Second-order rate constants have been measured spectrophotometrically for the reactions of phenyl Ysubstituted- phenyl carbonates 7a-g with butane-2,3-dione monoximate (Ox-) in 80 mol % H2O/20 mol % DMSO at 25.0 ± 0.1 °C. The α-nucleophile Ox- is 53-95 times more reactive than the corresponding normalnucleophile 4-ClPhO- toward 7a-g, indicating that the α-effect is operative.

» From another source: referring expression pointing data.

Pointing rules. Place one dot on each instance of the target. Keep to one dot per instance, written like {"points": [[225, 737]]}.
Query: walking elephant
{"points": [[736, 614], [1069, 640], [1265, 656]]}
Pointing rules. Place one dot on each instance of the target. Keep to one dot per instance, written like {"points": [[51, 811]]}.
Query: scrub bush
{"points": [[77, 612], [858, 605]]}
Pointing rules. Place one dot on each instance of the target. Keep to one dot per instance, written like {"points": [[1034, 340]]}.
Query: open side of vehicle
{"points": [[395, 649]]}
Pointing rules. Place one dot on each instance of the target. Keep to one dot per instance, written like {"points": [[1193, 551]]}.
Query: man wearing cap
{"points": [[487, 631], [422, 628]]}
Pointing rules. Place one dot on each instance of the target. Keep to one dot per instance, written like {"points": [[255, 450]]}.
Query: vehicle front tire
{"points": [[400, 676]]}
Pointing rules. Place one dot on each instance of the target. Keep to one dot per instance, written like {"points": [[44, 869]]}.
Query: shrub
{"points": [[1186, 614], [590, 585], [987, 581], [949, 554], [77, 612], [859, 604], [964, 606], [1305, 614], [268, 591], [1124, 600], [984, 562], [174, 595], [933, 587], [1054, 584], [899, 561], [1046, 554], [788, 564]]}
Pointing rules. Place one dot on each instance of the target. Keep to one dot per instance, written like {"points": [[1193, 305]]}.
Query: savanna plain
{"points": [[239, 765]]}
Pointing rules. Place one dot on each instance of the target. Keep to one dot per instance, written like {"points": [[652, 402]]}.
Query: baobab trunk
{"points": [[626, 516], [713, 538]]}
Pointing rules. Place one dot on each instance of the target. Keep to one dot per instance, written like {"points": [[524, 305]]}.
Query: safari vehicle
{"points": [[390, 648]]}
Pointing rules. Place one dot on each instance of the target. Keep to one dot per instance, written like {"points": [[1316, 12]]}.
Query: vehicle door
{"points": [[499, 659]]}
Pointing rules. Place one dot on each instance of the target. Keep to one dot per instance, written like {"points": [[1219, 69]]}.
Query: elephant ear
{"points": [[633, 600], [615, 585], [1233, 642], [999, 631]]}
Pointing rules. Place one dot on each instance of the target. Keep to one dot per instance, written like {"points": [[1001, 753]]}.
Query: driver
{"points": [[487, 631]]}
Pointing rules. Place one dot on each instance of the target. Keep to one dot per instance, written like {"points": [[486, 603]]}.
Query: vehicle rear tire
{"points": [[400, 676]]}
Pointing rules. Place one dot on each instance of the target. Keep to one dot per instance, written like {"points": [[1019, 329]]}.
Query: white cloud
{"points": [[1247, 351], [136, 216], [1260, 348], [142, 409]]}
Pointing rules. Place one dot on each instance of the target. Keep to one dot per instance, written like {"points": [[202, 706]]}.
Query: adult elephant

The magnitude of the α-effect (e.g., the kOx/k4-ClPhO ratio) is independent of the electronic nature of the substituent Y. The cause of the α- effect for the reactions of 7a-g has been suggested to be ground-state (GS) effect rather than transition-state (TS) stabilization through a six-membered cyclic TS, in which Ox- behaves a general acid/base catalyst. This idea is further supported by the result that OH- exhibits negative deviation from the linear Brønsted-type plot composed of a series of aryloxides, while Ox- deviates positively from the linearity. Differential solvation of the GS of Ox- and 4-ClPhO- has been suggested to be responsible for the α-effect exerted by Ox-.